Published by Pearson
ISBN 10: 032198238X
ISBN 13: 978-0-32198-238-4

Chapter 1 - Linear Equations in Linear Algebra - 1.8 Exercises - Page 69: 4

Answer

$\begin{bmatrix}-5\\-3\\1\end{bmatrix}$ is the unique vector with image $\vec{b}$ under $T$.

Work Step by Step

Finding the vector with a given image under some matrix transformation is equivalent to finding the solution set of a linear system.

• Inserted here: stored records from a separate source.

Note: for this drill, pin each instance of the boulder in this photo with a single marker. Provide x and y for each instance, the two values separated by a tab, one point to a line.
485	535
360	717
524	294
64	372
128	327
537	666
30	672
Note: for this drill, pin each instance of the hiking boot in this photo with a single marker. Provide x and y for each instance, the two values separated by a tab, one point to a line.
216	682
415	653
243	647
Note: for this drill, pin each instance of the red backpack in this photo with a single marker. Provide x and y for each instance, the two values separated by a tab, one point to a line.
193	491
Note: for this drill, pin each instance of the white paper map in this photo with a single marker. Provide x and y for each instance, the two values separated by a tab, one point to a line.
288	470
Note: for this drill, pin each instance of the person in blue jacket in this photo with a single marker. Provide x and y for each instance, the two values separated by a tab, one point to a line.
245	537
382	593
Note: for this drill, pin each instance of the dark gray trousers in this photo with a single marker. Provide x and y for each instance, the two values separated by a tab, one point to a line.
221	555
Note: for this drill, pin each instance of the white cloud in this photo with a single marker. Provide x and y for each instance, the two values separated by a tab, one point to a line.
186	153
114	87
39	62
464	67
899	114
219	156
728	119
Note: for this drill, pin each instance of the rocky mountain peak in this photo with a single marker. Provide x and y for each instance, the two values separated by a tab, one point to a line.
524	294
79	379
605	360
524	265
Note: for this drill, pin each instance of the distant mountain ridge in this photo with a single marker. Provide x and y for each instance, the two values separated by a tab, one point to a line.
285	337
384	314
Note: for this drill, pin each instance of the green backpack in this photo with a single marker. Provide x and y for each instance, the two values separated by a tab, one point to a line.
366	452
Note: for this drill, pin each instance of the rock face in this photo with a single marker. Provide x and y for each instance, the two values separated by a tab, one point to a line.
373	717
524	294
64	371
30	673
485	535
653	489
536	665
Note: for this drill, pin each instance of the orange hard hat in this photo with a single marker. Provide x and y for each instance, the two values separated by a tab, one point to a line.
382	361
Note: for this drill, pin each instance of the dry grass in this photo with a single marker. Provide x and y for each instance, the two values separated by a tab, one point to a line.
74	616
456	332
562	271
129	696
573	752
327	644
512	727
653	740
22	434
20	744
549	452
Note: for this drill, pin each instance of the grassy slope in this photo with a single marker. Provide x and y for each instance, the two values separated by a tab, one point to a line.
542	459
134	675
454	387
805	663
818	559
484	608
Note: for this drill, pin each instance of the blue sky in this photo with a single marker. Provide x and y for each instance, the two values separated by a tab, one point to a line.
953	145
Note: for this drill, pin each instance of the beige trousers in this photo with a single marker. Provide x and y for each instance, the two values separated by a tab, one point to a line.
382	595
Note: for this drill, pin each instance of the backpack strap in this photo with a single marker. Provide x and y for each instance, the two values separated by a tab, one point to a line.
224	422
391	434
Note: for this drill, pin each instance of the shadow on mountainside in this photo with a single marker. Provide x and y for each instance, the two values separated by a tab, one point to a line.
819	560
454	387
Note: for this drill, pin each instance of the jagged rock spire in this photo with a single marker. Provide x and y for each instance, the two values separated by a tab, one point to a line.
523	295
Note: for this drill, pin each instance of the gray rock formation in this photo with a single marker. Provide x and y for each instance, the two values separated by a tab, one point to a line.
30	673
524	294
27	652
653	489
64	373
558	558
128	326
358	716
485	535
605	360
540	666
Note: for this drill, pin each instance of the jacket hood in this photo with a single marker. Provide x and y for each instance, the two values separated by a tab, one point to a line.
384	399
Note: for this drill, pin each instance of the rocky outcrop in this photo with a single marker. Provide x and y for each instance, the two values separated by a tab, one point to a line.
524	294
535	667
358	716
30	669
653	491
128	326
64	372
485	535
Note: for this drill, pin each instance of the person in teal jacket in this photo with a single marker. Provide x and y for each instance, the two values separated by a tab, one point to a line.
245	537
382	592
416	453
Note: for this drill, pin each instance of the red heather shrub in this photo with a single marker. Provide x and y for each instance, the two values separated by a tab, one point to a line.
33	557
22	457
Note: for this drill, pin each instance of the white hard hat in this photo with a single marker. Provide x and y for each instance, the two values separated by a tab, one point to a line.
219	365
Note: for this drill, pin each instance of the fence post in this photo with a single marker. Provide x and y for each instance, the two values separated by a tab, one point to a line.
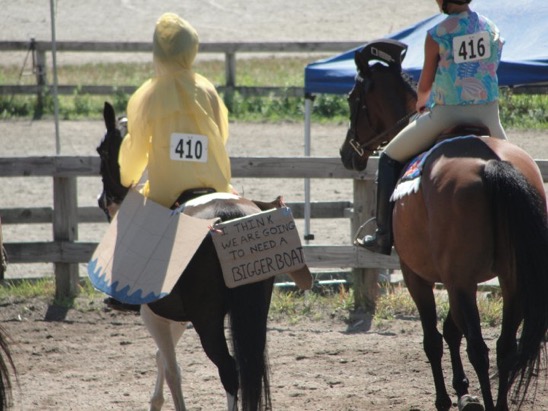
365	279
230	69
41	76
65	228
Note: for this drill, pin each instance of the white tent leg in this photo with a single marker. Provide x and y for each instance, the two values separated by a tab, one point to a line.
308	101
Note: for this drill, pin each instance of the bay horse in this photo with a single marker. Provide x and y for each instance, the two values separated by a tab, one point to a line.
479	213
201	298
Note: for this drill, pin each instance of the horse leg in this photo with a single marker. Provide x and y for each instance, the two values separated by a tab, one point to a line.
212	337
423	296
507	345
466	316
157	399
453	337
166	334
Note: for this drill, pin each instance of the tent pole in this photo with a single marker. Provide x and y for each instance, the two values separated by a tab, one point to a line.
55	95
308	102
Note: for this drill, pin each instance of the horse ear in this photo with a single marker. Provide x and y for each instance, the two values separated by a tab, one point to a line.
109	116
362	64
391	52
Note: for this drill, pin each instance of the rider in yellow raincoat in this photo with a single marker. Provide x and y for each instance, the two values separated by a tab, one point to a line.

Hence, we begin with the augmented matrix: $\begin{bmatrix}1&-3&2&6\\0&1&-4&-7\\3&-5&-9&-9\end{bmatrix}$ Add $-3$ times row (1) to row (3): $\begin{bmatrix}1&-3&2&6\\0&1&-4&-7\\0&4&-15&-27\end{bmatrix}$ Add $-4$ times row (2) to row (3): $\begin{bmatrix}1&-3&2&6\\0&1&-4&-7\\0&0&1&1\end{bmatrix}$ Add $4$ times row (3) to row (2) and $-2$ times row (3) to row (1): $\begin{bmatrix}1&-3&0&4\\0&1&0&-3\\0&0&1&1\end{bmatrix}$ Add $3$ times row (2) to row (1): $\begin{bmatrix}1&0&0&-5\\0&1&0&-3\\0&0&1&1\end{bmatrix}$ Since the system contains no free variables, the solution is unique.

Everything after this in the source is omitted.